Una mostra a palazzo Te alzerà il sipario sull'importante ricorrenza. Dedica speciale a Tazio Nuvolari
Tutto si muove nel nome e nelle gesta di Tazio Nuvolari. Il campionissimo del motorismo. Vita dedicata alla velocità. Su quattro e due ruote. Ma anche un dolce marito a fianco di Carolina. E padre di due ragazzi stroncati in giovane età. Uomo impavido, eppure sensibile. Presidente dell’Automobile Club di Mantova quando l’ente era arrivato ai suoi primi quaranta anni. Al centro l’educazione e la sicurezza stradale. Simbolo di un piccolo grande uomo celebrato in tutto il mondo. Ed è ancora e sempre lui al centro delle celebrazioni per i 100 anni (1926-2026) dell’ACI.
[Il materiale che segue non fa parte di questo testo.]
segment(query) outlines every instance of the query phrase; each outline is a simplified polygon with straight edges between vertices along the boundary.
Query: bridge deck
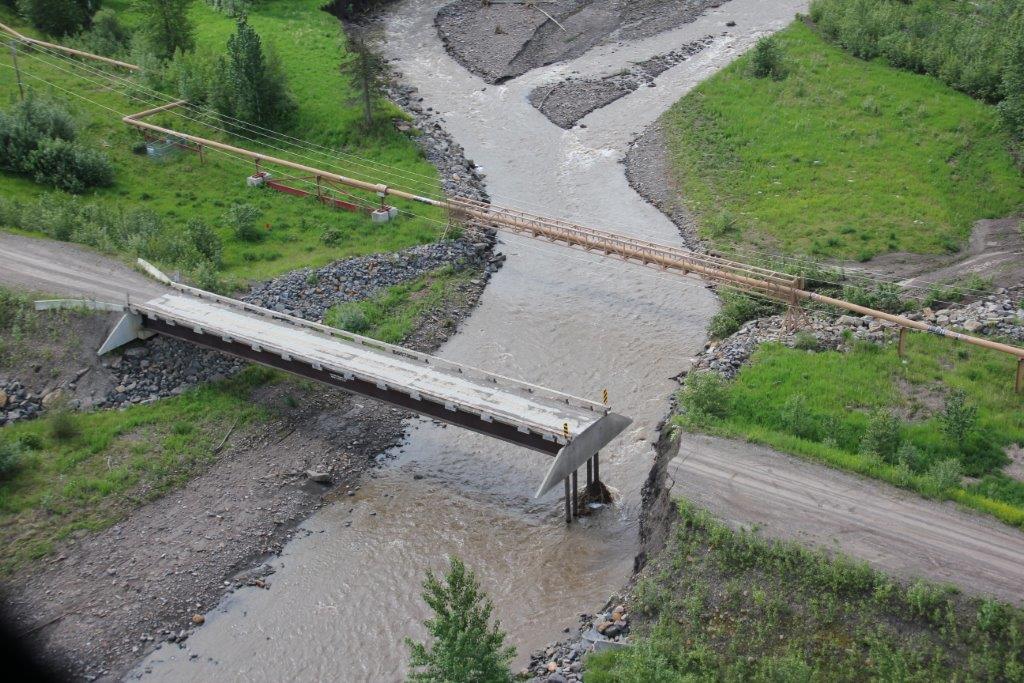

“Un secolo di storia, un futuro in movimento: AC Mantova celebra il suo primo secolo. Siamo orgogliosi di questo traguardo”: così si esprimono dagli uffici di piazza 80° Fanteria nell’annunciare l’appuntamento di mercoledì 3 giugno a Palazzo Te. Alle ore 11 verrà inaugurata la mostra celebrativa nelle sale della villa gonzaghesca. Interverrà, tra gli altri, l’avvocato Geronimo La Russa nuovo presidente nazionale ACI. Nella circostanza sarà presentato il logo del Centenario. “Concepito da Fabio Castagna e realizzato dal partner GlobalMedia - sottolineano i dirigenti di AC Mantova - non è solo un simbolo grafico, ma il racconto di un secolo vissuto a fianco dei cittadini e degli appassionati di automobilismo storico e sportivo. Il numero “100” si intreccia con i simboli che rendono unica la nostra identità. Al centro del design spicca l’emblema dell’Automobile Club Mantova, che custodisce un’eredità: la tartaruga e le iniziali TN. È il nostro omaggio a Tazio Nuvolari Presidente dal 1946 al 1953”.
Cento anni promuovendo la cultura dell’auto. “Celebriamo questo prestigioso traguardo guardando al domani, con la stessa velocità e determinazione che hanno caratterizzato il passato”. AC Mantova, tuttavia, ha bisogno di innovarsi, superando certe incapacità gestionali, rimediando a errori, tenendo sotto controllo bilanci, unitamente a inciampi burocratici, calo del numero di soci. Auguri per i 100 anni, ma questa istituzione pubblica deve ammodernarsi anche nelle figure direzionali.